Giant cell tumour (GCT) arises at the epiphysis of long bones after physeal closure (hence adulthood presentation). It occupies the end of the bone, typically the distal femur, proximal tibia, or distal radius. The X-ray shows an eccentric, lytic lesion without a sclerotic margin, with a soap-bubble trabecular pattern created by thin bone septa within the tumour. It may expand the cortex but rarely breaks it.
Classic X-ray Patterns of Bone Tumours
Specific Tumour Entities: Features and Location Summary
A systematic review of the most frequently tested primary and secondary bone tumours consolidates the pattern-recognition framework built in the previous section. For each tumour, focus on the triad: patient age — bone zone affected — radiological hallmark.
Osteosarcoma (osteogenic sarcoma) is the commonest primary malignant bone tumour. It occurs in the metaphysis of long bones, predominantly the distal femur (around 40% of cases), proximal tibia, and proximal humerus. Peak age: 10–20 years (a second smaller peak occurs in elderly patients with Paget's disease). The tumour produces osteoid directly from the malignant cells — this distinguishes it histologically. Radiologically: Codman's triangle, sunburst pattern, mixed lytic-and-sclerotic appearance.
Ewing's sarcoma is the second commonest primary bone malignancy in young patients. Location: diaphysis of long bones (femur, tibia, humerus) and flat bones (ilium, ribs — important). Histology: small round blue cells arranged in sheets (Homer-Wright rosettes). Radiologically: onion-skin periosteal reaction, permeative lysis. Clinically important: Ewing's can mimic osteomyelitis (fever, raised ESR, local heat) — think of it as the great imitator in the diaphysis.
Giant cell tumour (GCT) affects epiphyses in skeletally mature adults. The distal femur and proximal tibia account for more than 50% of GCTs. Classification: Campanacci grade I (quiescent), II (active), III (aggressive with cortical breach/soft-tissue extension). GCT is locally aggressive but only 5% are frankly malignant.
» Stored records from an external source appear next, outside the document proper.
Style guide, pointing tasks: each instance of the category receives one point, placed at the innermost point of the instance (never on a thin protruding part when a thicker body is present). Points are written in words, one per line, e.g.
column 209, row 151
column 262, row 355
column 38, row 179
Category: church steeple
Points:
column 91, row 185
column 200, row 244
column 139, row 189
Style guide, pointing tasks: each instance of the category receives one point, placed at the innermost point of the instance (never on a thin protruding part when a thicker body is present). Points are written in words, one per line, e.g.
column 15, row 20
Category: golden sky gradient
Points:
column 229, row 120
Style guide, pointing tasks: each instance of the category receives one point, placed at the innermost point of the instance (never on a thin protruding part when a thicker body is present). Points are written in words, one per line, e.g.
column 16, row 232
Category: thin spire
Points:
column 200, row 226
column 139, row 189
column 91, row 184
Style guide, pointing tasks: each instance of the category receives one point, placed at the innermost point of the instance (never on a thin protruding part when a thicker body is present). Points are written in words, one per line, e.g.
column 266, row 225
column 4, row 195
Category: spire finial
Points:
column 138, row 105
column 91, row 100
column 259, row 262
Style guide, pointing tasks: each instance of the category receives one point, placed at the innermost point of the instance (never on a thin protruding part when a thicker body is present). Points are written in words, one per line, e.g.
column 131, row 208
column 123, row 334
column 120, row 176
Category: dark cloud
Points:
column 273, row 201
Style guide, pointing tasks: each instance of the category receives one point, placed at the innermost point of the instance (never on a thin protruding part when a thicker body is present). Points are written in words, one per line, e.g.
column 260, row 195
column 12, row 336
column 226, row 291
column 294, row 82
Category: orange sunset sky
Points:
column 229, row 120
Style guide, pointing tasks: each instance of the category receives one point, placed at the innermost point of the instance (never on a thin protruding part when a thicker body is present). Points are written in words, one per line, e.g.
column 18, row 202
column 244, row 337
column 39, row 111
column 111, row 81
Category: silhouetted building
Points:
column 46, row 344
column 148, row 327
Treatment: extended curettage + bone cement or bone grafting for grades I/II; wide excision for grade III.
Skeletal metastases are far commoner than all primary bone tumours combined. The commonest primaries to metastasise to bone are: breast, prostate, lung, thyroid, and kidney — a useful mnemonic is the 5 Bs: Breast, Bone (myeloma counts), Bronchus, Blood (haematological), Basicially-thyroid-and-kidney (admittedly imperfect — but the first three are most common). Metastases are typically lytic (breast[some], lung, thyroid, kidney) or sclerotic/blastic (prostate, some breast). The axial skeleton (spine, pelvis, ribs, proximal femur) is preferentially affected because of its red marrow content and vertebral venous plexus (Batson's plexus).
Bone Tumours: Summary Reference Table
SELF-CHECK
A 14-year-old boy presents with a painful swelling above the knee. X-ray shows a mixed lytic-sclerotic lesion at the distal femoral metaphysis with a Codman's triangle. Which tumour is most likely?
A. Ewing's sarcoma
B. Osteosarcoma
C. Giant cell tumour
D. Solitary bone metastasis
Reveal Answer
Answer: B. Osteosarcoma
The combination of adolescent age, metaphyseal location (distal femur), Codman's triangle, and mixed lytic-sclerotic pattern with sunburst formation is the classical presentation of osteosarcoma. Ewing's involves the diaphysis; GCT affects the epiphysis in adults; metastases are rare at 14 years.